Hail and rejoice, fellow basketball nerds. Tomorrow is the day of our reckoning.
Since the NBA announced that it would be outfitting all 29 arenas with the tracking cameras that comprise the SportVU array, the question on the minds of many has been one of how quickly the viewing public would have access to the data. As something of a pessimist, I put the over/under at about 2 years.
And I was very, very wrong.
Wouldn’t it be beneficial to know how many “assist opportunities” your favorite NBA player created? The ones his teammate converted into baskets, plus the one his teammates botched, plus the ones that led to free throws? Sure, this statistic still relies somewhat on teammates — they have to get open. Or on the aptitude of the defense — if the opponent has signed a non-aggression pact, it’s easier to pass the ball. But a player’s assist opportunities are a far more telling measure of his passing performance.
Barring any last-minute glitches, hoops fans will have access, starting on Friday, to such passing stats, and a whole new set of data delivering new layers of insight into basketball. On NBA.com’s expanded statistics page, fans will be able to see and sort info from STATS LLC’s SportVU Player Tracking system.

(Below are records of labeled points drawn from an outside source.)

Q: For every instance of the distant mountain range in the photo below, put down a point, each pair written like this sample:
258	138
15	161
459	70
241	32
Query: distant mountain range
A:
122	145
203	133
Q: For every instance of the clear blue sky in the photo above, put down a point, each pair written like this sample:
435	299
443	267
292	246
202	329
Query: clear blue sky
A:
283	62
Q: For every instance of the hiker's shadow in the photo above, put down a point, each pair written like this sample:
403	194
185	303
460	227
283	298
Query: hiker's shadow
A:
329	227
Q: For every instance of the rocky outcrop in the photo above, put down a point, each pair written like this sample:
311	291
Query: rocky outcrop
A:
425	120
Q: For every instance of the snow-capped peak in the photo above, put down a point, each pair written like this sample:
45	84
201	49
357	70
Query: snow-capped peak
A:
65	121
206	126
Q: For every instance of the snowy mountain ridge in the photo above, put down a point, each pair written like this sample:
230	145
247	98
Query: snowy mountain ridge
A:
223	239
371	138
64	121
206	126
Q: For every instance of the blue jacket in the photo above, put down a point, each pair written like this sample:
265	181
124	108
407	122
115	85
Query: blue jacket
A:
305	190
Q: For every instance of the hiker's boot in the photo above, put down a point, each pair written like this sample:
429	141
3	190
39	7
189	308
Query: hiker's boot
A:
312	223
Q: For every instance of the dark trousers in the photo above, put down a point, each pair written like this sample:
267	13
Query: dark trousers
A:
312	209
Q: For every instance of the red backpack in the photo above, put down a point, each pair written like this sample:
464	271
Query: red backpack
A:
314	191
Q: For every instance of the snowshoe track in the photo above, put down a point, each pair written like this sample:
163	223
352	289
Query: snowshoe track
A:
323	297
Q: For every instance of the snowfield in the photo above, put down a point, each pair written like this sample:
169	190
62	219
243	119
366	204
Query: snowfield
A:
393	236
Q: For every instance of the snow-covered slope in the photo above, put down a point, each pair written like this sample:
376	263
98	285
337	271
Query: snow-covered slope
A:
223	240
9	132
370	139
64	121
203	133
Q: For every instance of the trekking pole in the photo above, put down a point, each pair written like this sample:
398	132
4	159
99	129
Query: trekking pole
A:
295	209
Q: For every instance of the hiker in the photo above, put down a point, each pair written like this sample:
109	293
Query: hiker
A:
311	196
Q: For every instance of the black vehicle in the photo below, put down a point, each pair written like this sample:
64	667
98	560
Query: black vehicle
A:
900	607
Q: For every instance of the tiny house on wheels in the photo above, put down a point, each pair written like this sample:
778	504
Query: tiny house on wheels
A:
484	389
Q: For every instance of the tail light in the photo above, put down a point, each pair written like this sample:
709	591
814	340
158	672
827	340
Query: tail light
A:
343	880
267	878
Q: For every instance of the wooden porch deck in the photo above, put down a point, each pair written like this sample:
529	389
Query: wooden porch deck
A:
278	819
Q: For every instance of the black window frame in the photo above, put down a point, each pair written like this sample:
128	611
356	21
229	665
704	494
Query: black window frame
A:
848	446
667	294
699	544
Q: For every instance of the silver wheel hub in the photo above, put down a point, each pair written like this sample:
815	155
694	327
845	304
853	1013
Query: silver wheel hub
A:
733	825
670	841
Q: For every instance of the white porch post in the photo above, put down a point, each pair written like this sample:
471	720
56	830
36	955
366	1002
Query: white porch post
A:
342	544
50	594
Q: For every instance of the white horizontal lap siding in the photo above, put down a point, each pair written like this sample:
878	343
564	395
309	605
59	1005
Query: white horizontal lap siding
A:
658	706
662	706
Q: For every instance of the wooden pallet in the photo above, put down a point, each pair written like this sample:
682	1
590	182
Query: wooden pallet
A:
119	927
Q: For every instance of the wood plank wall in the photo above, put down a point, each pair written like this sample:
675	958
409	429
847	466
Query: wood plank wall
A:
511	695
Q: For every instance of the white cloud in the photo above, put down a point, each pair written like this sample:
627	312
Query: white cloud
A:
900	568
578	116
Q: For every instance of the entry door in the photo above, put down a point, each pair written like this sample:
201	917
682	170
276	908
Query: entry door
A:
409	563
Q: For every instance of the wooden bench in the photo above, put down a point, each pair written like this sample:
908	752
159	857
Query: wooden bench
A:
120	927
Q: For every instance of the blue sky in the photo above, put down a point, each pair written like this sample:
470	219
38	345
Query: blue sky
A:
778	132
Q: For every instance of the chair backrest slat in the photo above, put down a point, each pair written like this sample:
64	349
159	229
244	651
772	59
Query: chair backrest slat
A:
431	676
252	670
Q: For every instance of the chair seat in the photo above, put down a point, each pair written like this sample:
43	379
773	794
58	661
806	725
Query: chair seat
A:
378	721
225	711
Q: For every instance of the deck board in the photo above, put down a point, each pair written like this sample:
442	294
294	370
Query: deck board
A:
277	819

It’s assuredly an exciting development, but one would be wise to temper expectations, especially in the early going. The data simply won’t be that robust come Friday, and though the sample size will grow faster than a magic beanstalk as the season progresses, even an entire season’s worth of games isn’t enough to draw hard conclusions.
And that’s the kicker with this technology — it isn’t about answers.

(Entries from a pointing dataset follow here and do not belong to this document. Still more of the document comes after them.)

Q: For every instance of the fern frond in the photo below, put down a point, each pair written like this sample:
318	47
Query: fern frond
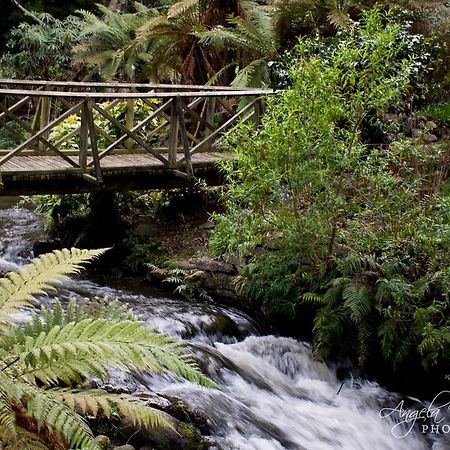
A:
17	289
181	7
28	441
340	19
358	300
51	413
97	401
313	298
93	346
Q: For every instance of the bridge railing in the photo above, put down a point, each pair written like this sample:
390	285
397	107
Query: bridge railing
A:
84	123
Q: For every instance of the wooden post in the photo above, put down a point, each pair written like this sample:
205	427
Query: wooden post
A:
84	134
44	119
184	139
129	120
93	139
258	113
210	114
173	133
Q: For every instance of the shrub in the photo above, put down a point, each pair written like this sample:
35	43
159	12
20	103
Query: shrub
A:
359	231
46	360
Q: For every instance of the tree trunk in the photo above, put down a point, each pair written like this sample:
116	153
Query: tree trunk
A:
119	5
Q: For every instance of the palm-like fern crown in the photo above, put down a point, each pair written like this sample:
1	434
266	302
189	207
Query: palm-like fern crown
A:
44	360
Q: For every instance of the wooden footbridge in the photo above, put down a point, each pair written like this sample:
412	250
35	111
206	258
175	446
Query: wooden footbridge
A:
68	137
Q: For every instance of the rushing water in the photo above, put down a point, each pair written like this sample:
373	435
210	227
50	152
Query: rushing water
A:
273	395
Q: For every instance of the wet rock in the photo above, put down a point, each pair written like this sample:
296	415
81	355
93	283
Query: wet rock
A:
430	138
41	247
144	229
180	436
156	275
207	264
206	226
181	411
153	400
103	441
415	132
223	325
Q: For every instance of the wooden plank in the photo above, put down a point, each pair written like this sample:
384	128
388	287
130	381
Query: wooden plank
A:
116	85
37	136
130	133
84	135
88	105
141	124
125	95
184	139
173	133
222	128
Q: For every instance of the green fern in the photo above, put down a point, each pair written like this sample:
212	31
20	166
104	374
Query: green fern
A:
17	289
60	348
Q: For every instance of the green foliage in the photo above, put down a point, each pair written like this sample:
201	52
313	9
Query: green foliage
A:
46	359
439	112
110	132
41	50
358	231
187	284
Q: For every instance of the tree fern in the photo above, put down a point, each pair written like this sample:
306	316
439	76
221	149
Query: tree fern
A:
63	347
17	289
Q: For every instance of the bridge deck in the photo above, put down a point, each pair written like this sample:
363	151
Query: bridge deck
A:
83	137
48	174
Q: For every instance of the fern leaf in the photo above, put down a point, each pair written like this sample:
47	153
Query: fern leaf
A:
340	19
17	289
48	411
181	7
93	346
358	300
97	401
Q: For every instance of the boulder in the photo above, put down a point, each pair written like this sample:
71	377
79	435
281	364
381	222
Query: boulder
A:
144	229
429	138
430	125
207	264
180	436
103	441
415	132
47	246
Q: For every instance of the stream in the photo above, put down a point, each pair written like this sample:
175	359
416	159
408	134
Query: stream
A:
273	395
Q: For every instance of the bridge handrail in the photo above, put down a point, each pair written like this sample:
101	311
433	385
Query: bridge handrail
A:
119	85
191	120
136	95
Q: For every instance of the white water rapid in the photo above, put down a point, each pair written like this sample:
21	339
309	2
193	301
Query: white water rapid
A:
273	395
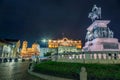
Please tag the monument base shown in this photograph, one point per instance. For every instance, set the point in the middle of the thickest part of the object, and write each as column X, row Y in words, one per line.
column 102, row 44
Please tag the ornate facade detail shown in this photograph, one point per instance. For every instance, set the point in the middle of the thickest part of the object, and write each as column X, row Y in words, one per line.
column 29, row 52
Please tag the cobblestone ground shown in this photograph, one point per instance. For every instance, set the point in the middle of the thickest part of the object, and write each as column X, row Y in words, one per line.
column 15, row 71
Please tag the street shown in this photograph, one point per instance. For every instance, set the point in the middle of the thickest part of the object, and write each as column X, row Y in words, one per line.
column 15, row 71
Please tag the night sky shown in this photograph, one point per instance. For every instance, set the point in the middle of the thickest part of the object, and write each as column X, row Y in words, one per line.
column 33, row 20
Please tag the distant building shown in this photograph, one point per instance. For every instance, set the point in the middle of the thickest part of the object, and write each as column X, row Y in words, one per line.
column 29, row 52
column 65, row 45
column 9, row 48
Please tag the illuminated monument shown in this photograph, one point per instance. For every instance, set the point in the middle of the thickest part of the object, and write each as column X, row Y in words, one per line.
column 65, row 45
column 99, row 36
column 28, row 52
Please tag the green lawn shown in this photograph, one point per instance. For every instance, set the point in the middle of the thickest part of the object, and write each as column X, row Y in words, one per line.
column 71, row 70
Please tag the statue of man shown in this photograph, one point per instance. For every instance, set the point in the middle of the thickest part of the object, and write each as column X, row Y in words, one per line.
column 95, row 8
column 95, row 14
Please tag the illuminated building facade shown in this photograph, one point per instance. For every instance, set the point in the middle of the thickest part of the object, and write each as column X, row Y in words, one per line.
column 29, row 52
column 65, row 45
column 9, row 48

When the data set becomes more thorough, the information will undoubtedly be more useful. But it’s never going to be a magic bullet that will point you to some absolute truth about the NBA. Those who seek answers with SportVU are taking the wrong approach. A system of this nature and magnitude is about asking the right questions. It’s about finding the right perspectives and the right context.
It’s about taking a look at the fallacy of assists and saying that we can do better. It’s about combining ideas like expected points per possession with a tool that can effectively track every pass that happens on the court. From there, with enough data, the brightest minds in our community will calculate the expected value of each of those passes. This data is about seeing those razor-thin margins; it’s about the Miami Heat having a hypothetical expected offensive efficiency around 1.00 points per possession when Chalmers has the ball in his hands to start the play, and calculating the value of his different options as the Heat run through their sets and motions. When Mario Chalmers gets the ball to LeBron James, what result can we most commonly expect, and how much more efficient is the ensuing decision than the same outcome generated by a league average player? How does LeBron’s field goal percentage increase over his expected output when he comes off a screen with Shane Battier stashed in the weakside corner? What’s the opportunity cost of Chalmers being unable to make that pass, either through his own fault or to the credit of the defense?
It’s about asking how that defense is able to prevent efficient looks. It’s about asking whether a player has a greater or lesser impact by closing out an additional foot on a shooter or if his efforts are best spent by conceding that little bit of space and clogging passing lanes instead. It’s about looking at data that says there’s little link between turnovers forced and offense generated, then taking that catch-all categorization of turnovers and breaking it down. Does a team that forces turnovers on side-to-side passes from above the break to the corner generate more points on the subsequent possession than they would after an inbound pass following a made basket? Are the best live-ball turnovers, from the offense’s perspective, those that occur on passes into the paint which allow the offending team the time and opportunity to get back in transition defense? Is the most damaging turnover one from the post back to the outside, which generates a head of steam for the player who steals the ball and little resistance from a minimal number of defenders going the other way?
This data is about realizing that rebounds are a multi-axis system, that rebounding isn’t just about grabbing the ball when it’s within a player’s reach. Rebounding is about positioning and space and the interaction of 10 different players with the physical bounce of the ball. Which players box out so effectively that, while they may not grab what seems to be their share of rebounds, they create opportunities for their teammates to corral the miss by sealing off an opponent with the tenacity of Montresor? Which players cast the widest net in their reach for rebounds?
It’s about finding out who covers the most space and does so most effectively, be it in the open court or closing out on a shooter. It’s about finally putting numbers to the concept that Dirk Nowitzki bends a defense and creates openings for his teammates simply by existing. It’s about untold numbers of questions and lines of thought and concepts of what goes on during an NBA game.
So yes, fellow basketball nerds, herald the coming of this new age, and do so joyfully. But abandon all hope for answers, ye who enter here. You will not find them unless you ask the right questions. The information is here, and it will be available to all. Its worth, however, is only paramount to those who seek to avail themselves of its multitudes.